The lateness of this resolution, made her application for its accomplishment so completely fill up her time, that not a moment remained for those fears of self-deficiency, with which diffidence and timidity enervate the faculties, and often, in sensitive minds, rob them of the powers of exertion.
When the hour of exhibition approached, and she was summoned to the apartment destined for the green-room, universal astonishment was produced by her appearance.
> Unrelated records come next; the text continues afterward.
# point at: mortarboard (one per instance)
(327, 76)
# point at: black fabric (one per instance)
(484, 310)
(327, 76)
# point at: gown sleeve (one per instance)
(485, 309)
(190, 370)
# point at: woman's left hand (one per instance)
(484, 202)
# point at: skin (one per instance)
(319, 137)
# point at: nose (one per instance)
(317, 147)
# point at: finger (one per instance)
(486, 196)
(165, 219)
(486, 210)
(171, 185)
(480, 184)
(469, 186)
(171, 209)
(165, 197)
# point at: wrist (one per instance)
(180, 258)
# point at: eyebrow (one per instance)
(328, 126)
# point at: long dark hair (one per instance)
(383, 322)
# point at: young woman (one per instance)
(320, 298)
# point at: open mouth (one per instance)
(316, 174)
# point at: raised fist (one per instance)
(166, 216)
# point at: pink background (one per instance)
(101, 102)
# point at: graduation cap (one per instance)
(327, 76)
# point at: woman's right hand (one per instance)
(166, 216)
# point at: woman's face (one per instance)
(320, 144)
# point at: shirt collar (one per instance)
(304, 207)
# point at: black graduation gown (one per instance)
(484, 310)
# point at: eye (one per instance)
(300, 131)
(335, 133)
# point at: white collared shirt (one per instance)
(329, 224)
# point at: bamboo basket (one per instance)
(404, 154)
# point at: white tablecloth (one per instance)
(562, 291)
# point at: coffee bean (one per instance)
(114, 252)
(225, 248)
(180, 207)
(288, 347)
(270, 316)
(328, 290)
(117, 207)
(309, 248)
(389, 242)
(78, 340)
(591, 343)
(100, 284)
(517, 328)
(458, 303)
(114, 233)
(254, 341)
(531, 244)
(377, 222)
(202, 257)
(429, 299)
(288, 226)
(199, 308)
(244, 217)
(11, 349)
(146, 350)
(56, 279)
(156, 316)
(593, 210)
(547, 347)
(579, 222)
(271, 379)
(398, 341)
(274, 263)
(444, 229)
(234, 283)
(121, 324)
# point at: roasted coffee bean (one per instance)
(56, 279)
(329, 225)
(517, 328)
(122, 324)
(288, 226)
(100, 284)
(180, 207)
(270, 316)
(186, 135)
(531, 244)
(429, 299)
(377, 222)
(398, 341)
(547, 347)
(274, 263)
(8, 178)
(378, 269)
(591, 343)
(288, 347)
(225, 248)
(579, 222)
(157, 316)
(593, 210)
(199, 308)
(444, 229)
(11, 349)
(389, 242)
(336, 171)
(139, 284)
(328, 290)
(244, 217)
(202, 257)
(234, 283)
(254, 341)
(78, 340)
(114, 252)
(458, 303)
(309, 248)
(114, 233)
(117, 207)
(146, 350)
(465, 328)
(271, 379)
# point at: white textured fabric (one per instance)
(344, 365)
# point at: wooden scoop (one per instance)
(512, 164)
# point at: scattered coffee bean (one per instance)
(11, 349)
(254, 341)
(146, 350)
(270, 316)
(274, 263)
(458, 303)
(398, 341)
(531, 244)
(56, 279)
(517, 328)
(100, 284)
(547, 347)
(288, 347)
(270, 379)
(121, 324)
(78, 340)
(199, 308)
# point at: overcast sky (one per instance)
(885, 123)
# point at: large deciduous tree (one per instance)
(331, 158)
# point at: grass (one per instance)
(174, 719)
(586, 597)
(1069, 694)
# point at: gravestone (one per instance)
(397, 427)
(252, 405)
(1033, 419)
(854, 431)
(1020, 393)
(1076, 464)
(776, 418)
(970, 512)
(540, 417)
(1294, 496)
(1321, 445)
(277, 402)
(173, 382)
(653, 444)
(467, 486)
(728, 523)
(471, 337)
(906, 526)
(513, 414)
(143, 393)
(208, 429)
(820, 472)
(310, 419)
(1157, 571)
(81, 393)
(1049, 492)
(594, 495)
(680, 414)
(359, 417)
It was not from her dress; they had seen, and already knew it to be fanciful and fashionable; nor was it the heightened beauty which her decorations displayed; this, as she was truly lovely, was an effect that they expected: but it was from the ease with which she wore her ornaments, the grace with which she set them off, the elegance of her deportment, and an air of dignified modesty, that spoke her not only accustomed to such attire, but also to the good breeding and refined manners, which announce the habits of life to have been formed in the superior classes of society.
Selina, as she opened the door, exultingly called out, 'Look! look! only look at Ellis! did you ever see any thing in the world so beautiful?'
Ireton, to whom dress, far more than feature or complexion, presented attraction, exclaimed, 'By my soul, she's as handsome as an angel!'
Elinor, thus excited, came forward; but seemed struck speechless.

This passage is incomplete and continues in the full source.